New bursts of credit have been issued to stimulate demand for consumer goods which has all but collapsed. Every announcement of a new rescue package places the price to be paid by future generations further beyond calculation.
The spin is that this is beginning to work and that if you examine the economy for signs of life, you will see “green shoots of recovery”.
But reality has a disturbing habit of disappointing the hopeful. Yesterday, on the same day as Barack Obama’s headlining claim that US government action on the economy was starting to bear fruit, figures were released on consumer spending for March.
Retail sales in the US were much weaker than forecast, falling 1.1%per cent, rather than rising the predicted 0.3 per cent. This takes the decline to 9.4 per cent in a year. Not much sign of an improvement there.
Obama understands, or at least acts as though he understands, that without continuous increases in the volume of credit relative to the value of production, the social system built to service the inbuilt self-expansion of capital would have seized up decades ago.

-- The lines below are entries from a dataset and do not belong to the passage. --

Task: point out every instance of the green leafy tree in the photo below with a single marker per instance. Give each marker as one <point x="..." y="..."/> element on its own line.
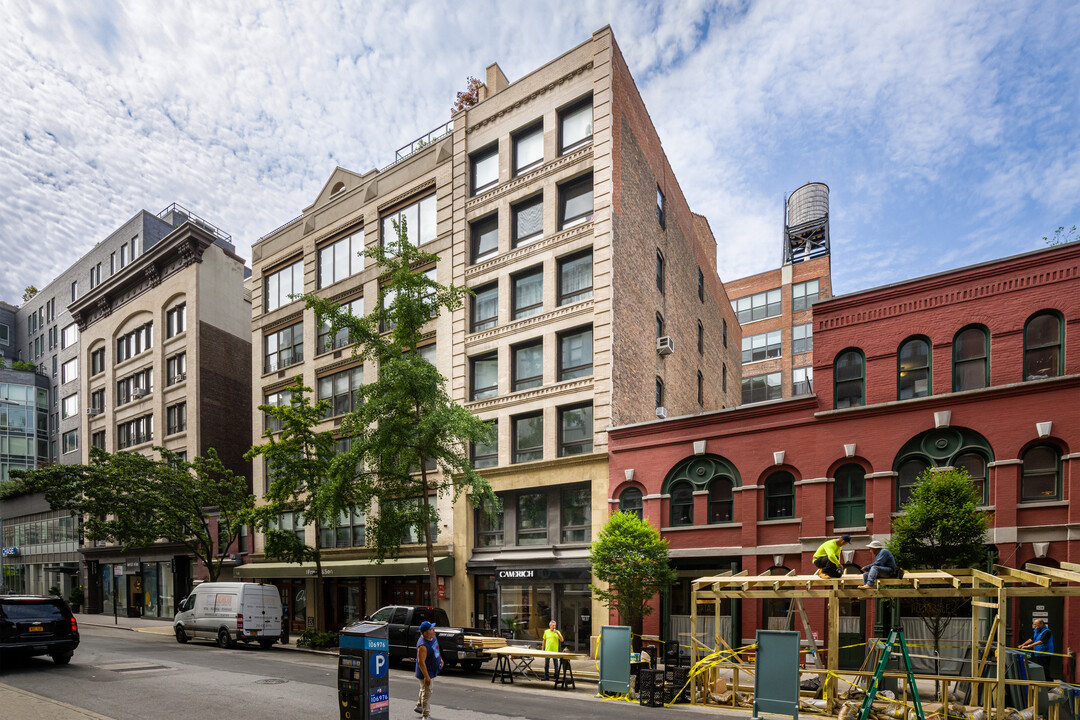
<point x="305" y="476"/>
<point x="940" y="527"/>
<point x="404" y="425"/>
<point x="632" y="558"/>
<point x="135" y="501"/>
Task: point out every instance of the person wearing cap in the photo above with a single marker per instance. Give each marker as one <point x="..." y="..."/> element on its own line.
<point x="429" y="663"/>
<point x="827" y="557"/>
<point x="883" y="566"/>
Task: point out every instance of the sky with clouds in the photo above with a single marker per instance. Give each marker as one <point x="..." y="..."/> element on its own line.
<point x="947" y="132"/>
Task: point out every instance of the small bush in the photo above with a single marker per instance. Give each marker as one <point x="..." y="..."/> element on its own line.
<point x="316" y="640"/>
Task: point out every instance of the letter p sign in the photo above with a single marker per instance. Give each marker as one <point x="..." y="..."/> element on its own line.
<point x="378" y="664"/>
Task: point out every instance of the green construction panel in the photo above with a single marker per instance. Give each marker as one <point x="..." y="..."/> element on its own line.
<point x="777" y="674"/>
<point x="615" y="659"/>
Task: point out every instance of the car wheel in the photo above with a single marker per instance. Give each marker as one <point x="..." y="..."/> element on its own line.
<point x="224" y="639"/>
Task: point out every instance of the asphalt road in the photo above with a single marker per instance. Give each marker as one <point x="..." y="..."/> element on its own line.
<point x="148" y="676"/>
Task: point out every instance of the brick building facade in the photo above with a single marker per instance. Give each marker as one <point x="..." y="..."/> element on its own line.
<point x="977" y="367"/>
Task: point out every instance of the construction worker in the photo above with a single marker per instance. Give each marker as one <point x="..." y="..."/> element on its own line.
<point x="1041" y="642"/>
<point x="883" y="566"/>
<point x="827" y="557"/>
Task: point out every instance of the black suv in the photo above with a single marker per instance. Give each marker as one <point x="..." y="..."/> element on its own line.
<point x="36" y="625"/>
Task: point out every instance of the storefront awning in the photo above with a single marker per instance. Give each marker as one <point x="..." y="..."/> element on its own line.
<point x="412" y="566"/>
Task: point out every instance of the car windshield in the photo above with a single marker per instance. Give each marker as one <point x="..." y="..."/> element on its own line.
<point x="43" y="610"/>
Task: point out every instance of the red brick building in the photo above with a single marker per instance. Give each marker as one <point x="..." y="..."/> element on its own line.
<point x="977" y="367"/>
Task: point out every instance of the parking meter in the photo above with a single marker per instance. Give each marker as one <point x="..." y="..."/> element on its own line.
<point x="363" y="671"/>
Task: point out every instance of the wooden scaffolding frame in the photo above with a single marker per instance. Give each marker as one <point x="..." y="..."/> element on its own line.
<point x="984" y="589"/>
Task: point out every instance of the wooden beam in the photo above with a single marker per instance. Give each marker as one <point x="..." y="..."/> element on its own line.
<point x="1026" y="576"/>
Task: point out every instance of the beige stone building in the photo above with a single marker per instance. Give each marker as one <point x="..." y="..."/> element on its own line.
<point x="596" y="302"/>
<point x="164" y="361"/>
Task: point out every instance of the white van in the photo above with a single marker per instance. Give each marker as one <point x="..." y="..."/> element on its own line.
<point x="230" y="612"/>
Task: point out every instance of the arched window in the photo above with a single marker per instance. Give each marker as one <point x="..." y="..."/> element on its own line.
<point x="971" y="355"/>
<point x="720" y="500"/>
<point x="1042" y="345"/>
<point x="1040" y="478"/>
<point x="630" y="501"/>
<point x="849" y="497"/>
<point x="779" y="496"/>
<point x="682" y="504"/>
<point x="906" y="475"/>
<point x="975" y="464"/>
<point x="913" y="369"/>
<point x="850" y="379"/>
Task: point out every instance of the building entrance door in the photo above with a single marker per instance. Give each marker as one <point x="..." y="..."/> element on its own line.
<point x="575" y="615"/>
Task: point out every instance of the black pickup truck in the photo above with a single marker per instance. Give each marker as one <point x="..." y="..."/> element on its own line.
<point x="404" y="622"/>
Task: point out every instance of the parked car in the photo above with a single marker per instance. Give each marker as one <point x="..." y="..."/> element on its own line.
<point x="403" y="627"/>
<point x="37" y="625"/>
<point x="229" y="613"/>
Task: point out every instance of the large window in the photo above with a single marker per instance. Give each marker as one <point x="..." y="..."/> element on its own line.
<point x="176" y="418"/>
<point x="761" y="347"/>
<point x="576" y="514"/>
<point x="176" y="320"/>
<point x="576" y="202"/>
<point x="805" y="295"/>
<point x="682" y="504"/>
<point x="576" y="430"/>
<point x="485" y="168"/>
<point x="340" y="259"/>
<point x="576" y="353"/>
<point x="419" y="218"/>
<point x="913" y="369"/>
<point x="801" y="380"/>
<point x="486" y="454"/>
<point x="528" y="365"/>
<point x="176" y="368"/>
<point x="341" y="390"/>
<point x="576" y="277"/>
<point x="720" y="500"/>
<point x="850" y="379"/>
<point x="278" y="286"/>
<point x="779" y="496"/>
<point x="576" y="125"/>
<point x="528" y="437"/>
<point x="849" y="497"/>
<point x="906" y="476"/>
<point x="758" y="307"/>
<point x="137" y="341"/>
<point x="971" y="360"/>
<point x="802" y="338"/>
<point x="1041" y="475"/>
<point x="484" y="242"/>
<point x="324" y="342"/>
<point x="283" y="348"/>
<point x="527" y="220"/>
<point x="528" y="148"/>
<point x="760" y="388"/>
<point x="631" y="501"/>
<point x="485" y="308"/>
<point x="532" y="518"/>
<point x="135" y="432"/>
<point x="528" y="293"/>
<point x="1043" y="336"/>
<point x="485" y="376"/>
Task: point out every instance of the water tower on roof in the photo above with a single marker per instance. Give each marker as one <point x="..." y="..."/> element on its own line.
<point x="806" y="223"/>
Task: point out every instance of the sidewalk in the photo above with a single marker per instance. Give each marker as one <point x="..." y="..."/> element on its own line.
<point x="27" y="706"/>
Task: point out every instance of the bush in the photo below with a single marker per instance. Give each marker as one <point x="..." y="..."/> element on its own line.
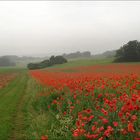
<point x="46" y="63"/>
<point x="130" y="52"/>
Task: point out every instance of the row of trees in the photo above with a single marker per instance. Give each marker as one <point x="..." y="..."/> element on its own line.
<point x="47" y="63"/>
<point x="129" y="52"/>
<point x="4" y="61"/>
<point x="77" y="55"/>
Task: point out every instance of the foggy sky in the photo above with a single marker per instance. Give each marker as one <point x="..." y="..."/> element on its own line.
<point x="45" y="27"/>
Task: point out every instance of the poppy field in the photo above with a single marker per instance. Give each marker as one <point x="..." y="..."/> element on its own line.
<point x="98" y="102"/>
<point x="5" y="79"/>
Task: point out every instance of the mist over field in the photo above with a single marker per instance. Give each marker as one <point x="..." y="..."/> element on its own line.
<point x="45" y="28"/>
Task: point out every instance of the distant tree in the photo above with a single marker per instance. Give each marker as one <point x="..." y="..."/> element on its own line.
<point x="4" y="61"/>
<point x="129" y="52"/>
<point x="47" y="63"/>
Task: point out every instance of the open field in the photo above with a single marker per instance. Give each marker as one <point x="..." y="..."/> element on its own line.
<point x="79" y="100"/>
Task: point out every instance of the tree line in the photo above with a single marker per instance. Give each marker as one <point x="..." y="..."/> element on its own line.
<point x="47" y="63"/>
<point x="129" y="52"/>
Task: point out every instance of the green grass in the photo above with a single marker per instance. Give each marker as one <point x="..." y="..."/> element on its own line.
<point x="10" y="97"/>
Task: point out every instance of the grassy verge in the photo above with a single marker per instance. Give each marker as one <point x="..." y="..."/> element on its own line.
<point x="10" y="97"/>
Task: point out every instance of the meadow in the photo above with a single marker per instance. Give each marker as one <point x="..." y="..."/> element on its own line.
<point x="79" y="100"/>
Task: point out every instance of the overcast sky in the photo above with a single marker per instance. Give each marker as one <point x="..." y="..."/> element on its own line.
<point x="45" y="27"/>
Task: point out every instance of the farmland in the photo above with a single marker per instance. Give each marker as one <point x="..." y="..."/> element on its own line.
<point x="93" y="100"/>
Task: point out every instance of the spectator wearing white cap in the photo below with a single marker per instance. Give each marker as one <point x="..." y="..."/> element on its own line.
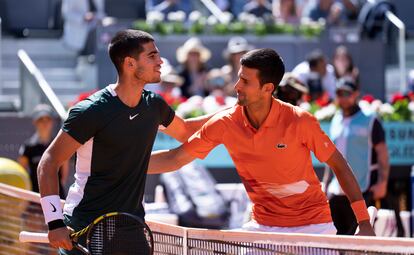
<point x="291" y="90"/>
<point x="32" y="149"/>
<point x="193" y="57"/>
<point x="236" y="47"/>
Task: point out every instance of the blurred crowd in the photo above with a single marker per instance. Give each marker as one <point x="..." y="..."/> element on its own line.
<point x="289" y="11"/>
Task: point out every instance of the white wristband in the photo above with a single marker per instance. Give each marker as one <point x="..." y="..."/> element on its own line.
<point x="52" y="209"/>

With a pattern of thought informed by pragmatism, the American version of English empiricism, the argument goes: it - new and expanded forms of credit - worked before to dig us out of the, albeit accelerating reoccurrence of crises towards and after the end of the 20th century, and it’ll work again.
It has to, they say. It always has, always will.
Anticipating the self-created dream of capital’s recovery to profitability, and in the wake of the empty rhetoric from the G20, Willem Buiter, one of the Financial Times’ more forthright, upfront writers had already put it like this a week ago: “The green shoots are weeds growing through the rubble in the ruins of the global economy.”
But even this is hope built upon hope. The potential is for greater damage than the state bankruptcy in the US and the UK that Buiter considers possible. It happened for both countries during the Great Depression of the 1930s, he says, and it could happen again.
Buiter’s analysis too is based on historical precedent, but the last 30 years of credit-led capitalist exploitation of people and the planet have created a deeper and more profoundly damaging, global impasse.
There are a set of inter-related, self-feeding and mutually conditioning crises that are eating away at the ecological, social, political, economic and financial systems and processes of the world.
For example, at the same time as the world’s major banks have actually become insolvent, without the assets to meet their obligations, climate change has already reached a tipping point.
The scale of the current planetary emergency is beyond the capacity of existing measures. Totting up the total overhang of accumulated credit, or even the geometrically accelerating causes and effects of climate change get nowhere near it.
So are there grounds for optimism? Yes there are, but not for Obama or Brown, nor for any of the political or executive representatives of unsustainable capital.
The green shoots can be seen in the wave of occupations that will no doubt follow the example set by Visteon car part workers in the former Ford plants in Enfield, Basildon and on the Finaghy Road, in Belfast.
One Belfast trade unionist, commenting on the ordinariness of where things begin, is reported to have said, “Who’d have thought the revolution would begin in Finaghy… !?”